Quem passasse junto da velha senhora ouviria, de quando em quando, como que num bocejo: «É o doze mil, cento e vinte e três.» Mas ninguém tinha tempo para ouvir fosse o que fosse na lufa-lufa de um fim de tarde comercial centro-lisboeta.

E a velha senhora continuou o seu caminho em círculos, passando sempre pelos mesmos pontos da praça, dizendo de vez em quando, como num bocejo enfastiado: «É o doze mil, cento e vinte e três.»

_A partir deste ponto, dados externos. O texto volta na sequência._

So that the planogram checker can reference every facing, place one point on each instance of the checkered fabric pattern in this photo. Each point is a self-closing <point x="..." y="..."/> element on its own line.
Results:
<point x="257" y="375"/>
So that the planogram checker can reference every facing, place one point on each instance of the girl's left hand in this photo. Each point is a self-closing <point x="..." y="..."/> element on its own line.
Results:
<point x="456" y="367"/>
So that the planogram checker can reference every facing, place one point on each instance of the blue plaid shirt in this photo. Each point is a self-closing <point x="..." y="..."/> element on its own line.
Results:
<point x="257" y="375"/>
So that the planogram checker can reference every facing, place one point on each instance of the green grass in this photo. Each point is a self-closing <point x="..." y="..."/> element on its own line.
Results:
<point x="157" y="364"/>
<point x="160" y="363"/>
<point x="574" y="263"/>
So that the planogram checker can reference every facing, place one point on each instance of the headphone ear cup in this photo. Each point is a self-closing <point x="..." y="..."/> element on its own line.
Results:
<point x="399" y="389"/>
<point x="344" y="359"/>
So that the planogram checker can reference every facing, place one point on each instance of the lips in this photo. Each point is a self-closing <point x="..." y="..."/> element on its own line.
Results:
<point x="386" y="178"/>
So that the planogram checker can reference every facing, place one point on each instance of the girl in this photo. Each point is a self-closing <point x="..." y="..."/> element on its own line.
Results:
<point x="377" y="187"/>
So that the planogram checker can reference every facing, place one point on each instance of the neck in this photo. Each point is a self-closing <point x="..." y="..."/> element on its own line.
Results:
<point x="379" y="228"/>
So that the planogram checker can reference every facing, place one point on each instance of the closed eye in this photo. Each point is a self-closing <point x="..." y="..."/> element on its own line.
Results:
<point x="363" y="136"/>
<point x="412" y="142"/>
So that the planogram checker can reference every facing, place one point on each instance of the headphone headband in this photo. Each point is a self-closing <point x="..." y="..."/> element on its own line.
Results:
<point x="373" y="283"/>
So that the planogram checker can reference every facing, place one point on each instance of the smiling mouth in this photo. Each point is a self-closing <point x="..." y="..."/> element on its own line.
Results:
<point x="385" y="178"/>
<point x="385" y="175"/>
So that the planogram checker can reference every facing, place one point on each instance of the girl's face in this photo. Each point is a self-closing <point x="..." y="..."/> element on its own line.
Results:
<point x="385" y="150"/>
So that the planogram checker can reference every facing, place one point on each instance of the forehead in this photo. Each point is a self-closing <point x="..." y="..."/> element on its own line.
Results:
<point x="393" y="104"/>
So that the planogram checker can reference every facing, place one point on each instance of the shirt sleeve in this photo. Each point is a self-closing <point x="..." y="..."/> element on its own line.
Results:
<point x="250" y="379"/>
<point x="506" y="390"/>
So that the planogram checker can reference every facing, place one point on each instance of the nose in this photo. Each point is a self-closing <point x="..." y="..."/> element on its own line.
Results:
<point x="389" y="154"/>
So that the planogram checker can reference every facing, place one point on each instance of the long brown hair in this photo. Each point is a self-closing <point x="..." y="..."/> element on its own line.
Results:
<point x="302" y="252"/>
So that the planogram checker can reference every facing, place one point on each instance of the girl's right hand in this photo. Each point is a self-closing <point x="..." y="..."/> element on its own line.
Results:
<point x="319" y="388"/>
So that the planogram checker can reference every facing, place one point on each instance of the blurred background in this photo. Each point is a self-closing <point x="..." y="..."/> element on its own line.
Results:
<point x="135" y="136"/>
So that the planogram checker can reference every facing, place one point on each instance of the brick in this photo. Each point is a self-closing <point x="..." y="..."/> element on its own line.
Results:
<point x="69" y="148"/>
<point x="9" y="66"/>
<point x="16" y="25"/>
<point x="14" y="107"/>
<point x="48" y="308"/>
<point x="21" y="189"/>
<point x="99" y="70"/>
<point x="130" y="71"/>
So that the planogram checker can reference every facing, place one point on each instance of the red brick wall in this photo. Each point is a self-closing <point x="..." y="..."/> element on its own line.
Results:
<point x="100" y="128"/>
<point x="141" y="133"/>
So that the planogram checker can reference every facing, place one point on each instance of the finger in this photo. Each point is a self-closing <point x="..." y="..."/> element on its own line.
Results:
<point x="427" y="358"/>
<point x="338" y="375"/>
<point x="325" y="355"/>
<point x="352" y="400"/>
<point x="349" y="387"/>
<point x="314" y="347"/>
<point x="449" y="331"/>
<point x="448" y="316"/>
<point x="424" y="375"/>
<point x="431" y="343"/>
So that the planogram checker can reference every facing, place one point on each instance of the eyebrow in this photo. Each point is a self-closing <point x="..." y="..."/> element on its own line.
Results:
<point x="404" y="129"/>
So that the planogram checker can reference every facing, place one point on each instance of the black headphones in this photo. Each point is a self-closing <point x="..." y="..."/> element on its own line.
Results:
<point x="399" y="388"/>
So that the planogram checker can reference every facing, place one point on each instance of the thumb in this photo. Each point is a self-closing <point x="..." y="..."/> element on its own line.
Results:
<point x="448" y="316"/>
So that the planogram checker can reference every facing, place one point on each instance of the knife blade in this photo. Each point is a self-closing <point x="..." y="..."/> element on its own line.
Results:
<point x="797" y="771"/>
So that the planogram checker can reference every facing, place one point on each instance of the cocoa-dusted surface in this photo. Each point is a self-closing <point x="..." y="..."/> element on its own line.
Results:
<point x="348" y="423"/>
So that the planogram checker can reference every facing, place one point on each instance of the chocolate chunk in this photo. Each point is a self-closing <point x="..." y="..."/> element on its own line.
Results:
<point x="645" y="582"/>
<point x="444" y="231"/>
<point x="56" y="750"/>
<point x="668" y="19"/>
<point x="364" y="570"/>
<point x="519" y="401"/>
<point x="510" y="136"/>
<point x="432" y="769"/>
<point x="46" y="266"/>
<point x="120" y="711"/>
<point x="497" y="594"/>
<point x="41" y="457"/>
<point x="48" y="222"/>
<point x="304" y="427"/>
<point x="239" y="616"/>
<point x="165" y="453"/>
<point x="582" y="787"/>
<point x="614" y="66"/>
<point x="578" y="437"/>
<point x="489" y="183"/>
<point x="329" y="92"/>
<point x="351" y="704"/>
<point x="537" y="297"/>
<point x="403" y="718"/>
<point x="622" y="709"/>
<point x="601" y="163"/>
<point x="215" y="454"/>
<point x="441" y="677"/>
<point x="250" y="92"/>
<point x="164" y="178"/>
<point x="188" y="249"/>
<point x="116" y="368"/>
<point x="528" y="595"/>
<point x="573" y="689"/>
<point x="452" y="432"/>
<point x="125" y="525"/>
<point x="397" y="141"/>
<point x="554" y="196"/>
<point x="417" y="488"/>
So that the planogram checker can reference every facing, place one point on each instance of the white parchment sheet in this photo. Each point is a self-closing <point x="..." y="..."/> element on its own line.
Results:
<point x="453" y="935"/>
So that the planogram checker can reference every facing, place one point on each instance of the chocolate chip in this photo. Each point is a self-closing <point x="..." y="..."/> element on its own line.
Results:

À terceira volta à praça, quando esta já voltara a ter contornos precisos e as suas luzes saltavam nos salpicos dos lagos, a velha senhora parou na porta quente, onde a luz era mais forte. Disse uma vez ainda «É o doze mil cento e vinte e três», esperou, e então foi até ao balcão, naquele movimento só-olhos-só-pernas, Aí, pediu «Um galão e um croissant», numa bonita voz requebrada e de excelente pronúncia francesa. E depois substituiu o seu movimento único só-pernas-só-olhos pelo da dentadura estranha na face escalavrada. Pagou sem uma palavra, no final, como se aquilo fosse um velho hábito: o de substituir um jantar por um galão e um croissant pedido com excelente pronúncia francesa.

À saída, demorou-se de novo. Os dentes saltaram-lhe no buraco negro da face escalavrada que resultava terrivelmente crua sob o néon antes de, sub-repticiamente, aquele murmúrio rabiar de novo por entre a multidão: «É o doze mil, cento e vinte e três».

Só depois de os seus olhos, quase independentes da face branca, terem feito o percurso, as pernas se dispuseram a outra, outra e outra volta à praça, no princípio da noite centro-lisboeta, Naquela noite, qualquer pessoa podia ter comprado no Rossio, de Lisboa, o bilhete de lotaria número 12 123 àquela sombra negra, de movimento só-pernas-só-olhos, que fingia fazer o passeio de uma velha senhora.

1 comentário:

Maria disse...

Cada vez haverá menos senhoras às voltas na rua, a entrar na pastelaria e, pedir com pronúncia correcta, um croissant. Qualquer dia, esses seres caídos e envelhecidos, dirão, entrando no 1º tasco: Ó meu! Dá aí um copo de água e uma carcaça com molho de prego. Ou então, chegam à porta e aspiram o odor de fritos e, ficam jantadas de borla.
Gostei da história. Lembrou-me muita gente que conheci.